Un appareil photo, c'est lourd comme une arme. Ca fait partie de ces objets, comme les machines à écrire à d'autres époques et en d'autres temps, qui rassurent ceux qui ne croient pas en Dieu. C'est réel. Il est beau mon Olympus: son objectif Leica, son design juste, intemporel, viril presque.
Les deux endroits où j'irais lorsque le confinement sera fini? L'esplanade de la Défense, vers ses statues dominatrices près des tours. Là ou Babylone te dit qu'elle t'a écrasé depuis Jean de Patmos mais que tu as été sa victime consentante, à biberonner de la puissance à ses mamelles d'acier. Des dollars, de l'oubli, du porno et du mépris. Même tes fils et tes filles aux fronts purs. L'étoile était souillée. Elle saignait cet âge d'homme qu'ils n'atteindraient jamais. A se rêver sans vivre. Sur Tinder, sur Insta. Là où les idéaux virent à la boue stagnante mais où les Golems nés de nos désirs revêtent les formes des plus belles chimères, de putes aux yeux d'astres et de magiciens. J'irais prendre des photos. Ainsi, je me sentirai petite et vivante. Je ne revendiquerai rien et ne rêverai rien. Je porte autant que les autres les péchés de mes pères. Mais bouger et viser. Voilà ce que je veux. L'appareil dans mes mains, la lumière dans mes yeux et les ombres et les ombres
Le deuxième endroit est l'aéroport du Bourget. Le Musée de l'air et de l'espace. Jaguar, Rafale. Bitume et tour de contrôle. C'est plein d'espions dans le restaurant. Je les observe en sirotant un Martini Dry. Ils me trouvent suspecte parce que je suis seule et jeune. Je ne baisse pas les yeux.
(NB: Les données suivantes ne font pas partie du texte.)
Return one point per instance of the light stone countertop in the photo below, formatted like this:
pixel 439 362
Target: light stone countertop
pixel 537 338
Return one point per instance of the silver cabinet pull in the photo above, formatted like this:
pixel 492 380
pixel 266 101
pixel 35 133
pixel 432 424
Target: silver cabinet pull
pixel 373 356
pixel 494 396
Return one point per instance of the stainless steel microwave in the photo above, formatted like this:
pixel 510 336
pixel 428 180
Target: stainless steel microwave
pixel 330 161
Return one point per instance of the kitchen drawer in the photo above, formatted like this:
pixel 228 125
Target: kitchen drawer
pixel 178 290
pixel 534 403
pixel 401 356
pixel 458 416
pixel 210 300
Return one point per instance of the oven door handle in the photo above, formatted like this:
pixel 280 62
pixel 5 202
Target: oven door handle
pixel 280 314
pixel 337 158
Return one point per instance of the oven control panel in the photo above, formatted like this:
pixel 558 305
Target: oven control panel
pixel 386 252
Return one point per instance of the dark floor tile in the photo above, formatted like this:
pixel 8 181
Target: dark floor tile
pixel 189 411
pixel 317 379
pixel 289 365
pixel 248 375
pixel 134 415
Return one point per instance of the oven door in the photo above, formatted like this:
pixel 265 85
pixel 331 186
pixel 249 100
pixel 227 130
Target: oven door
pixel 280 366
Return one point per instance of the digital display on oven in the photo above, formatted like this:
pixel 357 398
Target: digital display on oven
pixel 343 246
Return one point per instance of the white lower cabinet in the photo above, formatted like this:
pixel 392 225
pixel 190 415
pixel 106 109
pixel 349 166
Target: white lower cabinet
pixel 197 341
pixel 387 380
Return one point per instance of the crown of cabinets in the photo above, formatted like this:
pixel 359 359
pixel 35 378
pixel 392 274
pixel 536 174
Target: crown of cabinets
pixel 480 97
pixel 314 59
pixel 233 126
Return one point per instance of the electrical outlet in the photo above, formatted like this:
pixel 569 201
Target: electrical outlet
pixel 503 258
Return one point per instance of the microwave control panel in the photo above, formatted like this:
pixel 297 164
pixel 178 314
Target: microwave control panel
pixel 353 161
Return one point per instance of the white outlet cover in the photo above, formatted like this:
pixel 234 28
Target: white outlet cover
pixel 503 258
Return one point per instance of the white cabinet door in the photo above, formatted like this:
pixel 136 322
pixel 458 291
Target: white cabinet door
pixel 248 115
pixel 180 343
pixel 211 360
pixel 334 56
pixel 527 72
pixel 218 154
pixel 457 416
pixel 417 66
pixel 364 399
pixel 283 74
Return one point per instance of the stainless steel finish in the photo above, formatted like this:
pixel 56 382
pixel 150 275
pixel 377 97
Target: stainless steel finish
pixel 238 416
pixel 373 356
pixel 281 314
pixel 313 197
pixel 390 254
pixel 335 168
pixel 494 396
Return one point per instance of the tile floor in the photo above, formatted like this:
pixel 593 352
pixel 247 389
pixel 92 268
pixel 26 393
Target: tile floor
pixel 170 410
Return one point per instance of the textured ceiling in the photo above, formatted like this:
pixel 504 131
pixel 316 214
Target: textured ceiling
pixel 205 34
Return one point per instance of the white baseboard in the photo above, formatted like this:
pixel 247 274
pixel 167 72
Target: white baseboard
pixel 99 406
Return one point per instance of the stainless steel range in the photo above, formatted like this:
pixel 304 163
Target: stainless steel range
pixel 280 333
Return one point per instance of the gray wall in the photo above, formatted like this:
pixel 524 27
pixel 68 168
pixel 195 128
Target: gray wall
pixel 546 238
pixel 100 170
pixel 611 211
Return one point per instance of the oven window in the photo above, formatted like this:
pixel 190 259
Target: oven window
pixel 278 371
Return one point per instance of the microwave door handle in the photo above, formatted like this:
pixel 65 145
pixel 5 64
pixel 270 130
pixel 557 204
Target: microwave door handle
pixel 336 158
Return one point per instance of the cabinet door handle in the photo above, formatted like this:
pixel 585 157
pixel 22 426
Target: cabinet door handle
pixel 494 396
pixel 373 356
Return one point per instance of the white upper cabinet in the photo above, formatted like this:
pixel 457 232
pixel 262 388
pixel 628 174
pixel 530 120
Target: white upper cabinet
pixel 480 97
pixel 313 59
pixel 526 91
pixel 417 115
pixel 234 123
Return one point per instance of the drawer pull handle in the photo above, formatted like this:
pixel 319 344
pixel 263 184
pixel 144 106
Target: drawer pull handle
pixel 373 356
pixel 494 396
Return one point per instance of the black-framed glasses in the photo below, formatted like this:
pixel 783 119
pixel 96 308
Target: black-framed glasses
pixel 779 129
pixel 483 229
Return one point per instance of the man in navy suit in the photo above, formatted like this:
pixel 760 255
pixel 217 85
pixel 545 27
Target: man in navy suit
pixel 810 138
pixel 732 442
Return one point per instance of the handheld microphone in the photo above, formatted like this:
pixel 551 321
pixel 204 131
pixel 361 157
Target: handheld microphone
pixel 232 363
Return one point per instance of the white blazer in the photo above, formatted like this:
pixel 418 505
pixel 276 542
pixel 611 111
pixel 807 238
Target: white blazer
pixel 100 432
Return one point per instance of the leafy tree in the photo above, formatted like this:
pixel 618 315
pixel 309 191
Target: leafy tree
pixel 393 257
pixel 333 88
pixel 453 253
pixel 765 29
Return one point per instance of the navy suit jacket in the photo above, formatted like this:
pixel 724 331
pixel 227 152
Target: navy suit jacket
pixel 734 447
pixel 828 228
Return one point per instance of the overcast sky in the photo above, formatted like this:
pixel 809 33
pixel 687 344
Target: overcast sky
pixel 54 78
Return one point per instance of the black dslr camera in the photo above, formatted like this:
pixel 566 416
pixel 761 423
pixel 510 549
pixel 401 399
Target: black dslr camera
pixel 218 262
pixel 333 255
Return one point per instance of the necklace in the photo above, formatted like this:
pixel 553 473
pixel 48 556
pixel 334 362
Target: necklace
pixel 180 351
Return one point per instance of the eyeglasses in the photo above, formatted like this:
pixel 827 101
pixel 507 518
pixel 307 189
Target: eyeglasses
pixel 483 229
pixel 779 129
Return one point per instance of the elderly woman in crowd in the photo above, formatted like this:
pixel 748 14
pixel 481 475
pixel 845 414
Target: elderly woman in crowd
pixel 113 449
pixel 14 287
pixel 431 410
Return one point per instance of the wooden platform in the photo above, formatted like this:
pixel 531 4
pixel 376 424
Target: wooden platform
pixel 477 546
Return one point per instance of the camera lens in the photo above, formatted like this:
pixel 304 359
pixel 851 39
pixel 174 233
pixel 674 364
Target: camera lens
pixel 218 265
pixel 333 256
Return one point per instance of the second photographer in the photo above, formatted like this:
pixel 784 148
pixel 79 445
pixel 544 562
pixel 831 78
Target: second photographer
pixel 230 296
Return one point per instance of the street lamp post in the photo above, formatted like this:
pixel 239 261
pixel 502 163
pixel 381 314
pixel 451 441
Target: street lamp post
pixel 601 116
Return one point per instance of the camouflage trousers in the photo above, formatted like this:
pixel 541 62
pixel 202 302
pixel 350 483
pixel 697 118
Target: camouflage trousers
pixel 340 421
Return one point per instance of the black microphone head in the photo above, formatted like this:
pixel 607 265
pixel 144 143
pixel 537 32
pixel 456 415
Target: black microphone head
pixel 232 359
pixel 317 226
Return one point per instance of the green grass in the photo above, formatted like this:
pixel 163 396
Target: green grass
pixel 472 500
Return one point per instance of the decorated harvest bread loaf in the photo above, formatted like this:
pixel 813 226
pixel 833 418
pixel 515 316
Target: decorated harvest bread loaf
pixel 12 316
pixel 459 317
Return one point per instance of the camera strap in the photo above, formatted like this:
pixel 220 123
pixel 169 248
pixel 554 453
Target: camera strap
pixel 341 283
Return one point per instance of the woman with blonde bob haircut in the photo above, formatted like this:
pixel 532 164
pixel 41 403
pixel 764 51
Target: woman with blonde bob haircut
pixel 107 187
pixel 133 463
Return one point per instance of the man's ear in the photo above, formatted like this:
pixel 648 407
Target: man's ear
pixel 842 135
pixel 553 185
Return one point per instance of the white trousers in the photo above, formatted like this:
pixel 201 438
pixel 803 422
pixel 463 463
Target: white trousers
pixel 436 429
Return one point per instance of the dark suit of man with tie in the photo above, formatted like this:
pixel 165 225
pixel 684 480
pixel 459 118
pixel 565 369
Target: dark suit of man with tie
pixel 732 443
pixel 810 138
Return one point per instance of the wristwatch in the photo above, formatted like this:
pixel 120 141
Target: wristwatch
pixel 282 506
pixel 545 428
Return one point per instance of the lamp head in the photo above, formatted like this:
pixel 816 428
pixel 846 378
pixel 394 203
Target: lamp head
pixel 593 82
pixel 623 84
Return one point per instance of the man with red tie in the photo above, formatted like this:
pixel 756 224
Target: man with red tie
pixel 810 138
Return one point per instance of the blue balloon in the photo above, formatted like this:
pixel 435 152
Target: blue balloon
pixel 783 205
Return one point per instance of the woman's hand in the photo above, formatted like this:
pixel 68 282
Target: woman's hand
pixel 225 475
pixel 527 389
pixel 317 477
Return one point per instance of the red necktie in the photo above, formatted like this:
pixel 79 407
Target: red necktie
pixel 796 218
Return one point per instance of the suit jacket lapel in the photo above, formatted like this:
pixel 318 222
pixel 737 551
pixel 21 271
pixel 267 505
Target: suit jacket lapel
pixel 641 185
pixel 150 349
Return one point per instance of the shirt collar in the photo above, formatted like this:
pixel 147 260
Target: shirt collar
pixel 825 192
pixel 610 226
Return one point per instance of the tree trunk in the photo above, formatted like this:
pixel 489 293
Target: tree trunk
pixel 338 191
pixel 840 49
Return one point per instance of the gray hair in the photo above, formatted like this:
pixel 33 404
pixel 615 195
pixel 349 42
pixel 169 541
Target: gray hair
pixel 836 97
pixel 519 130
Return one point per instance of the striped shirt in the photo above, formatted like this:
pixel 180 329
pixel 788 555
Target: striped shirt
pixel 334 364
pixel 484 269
Mon grand-père a contribué à l'aventure de ces avions sur le tarmac brûlant. Permettez l'orgueil de classe. Il a même servi la France et pratiquer à une autre échelle le renseignement. C'était à New-York, dans les années 50. Je l'ai su après sa mort.
Ce sera un jour chaud de juillet. Peut-être celui de mon anniversaire. Le monde aura été mis à genoux mais dans l'azur sans tâche repartiront les avions de chasse. Alors je sais que leur puissance réchauffera ma poitrine, plus fort que tous les Martini dry de la terre. Et je saurai alors en cet instant qu'il était bon de survivre.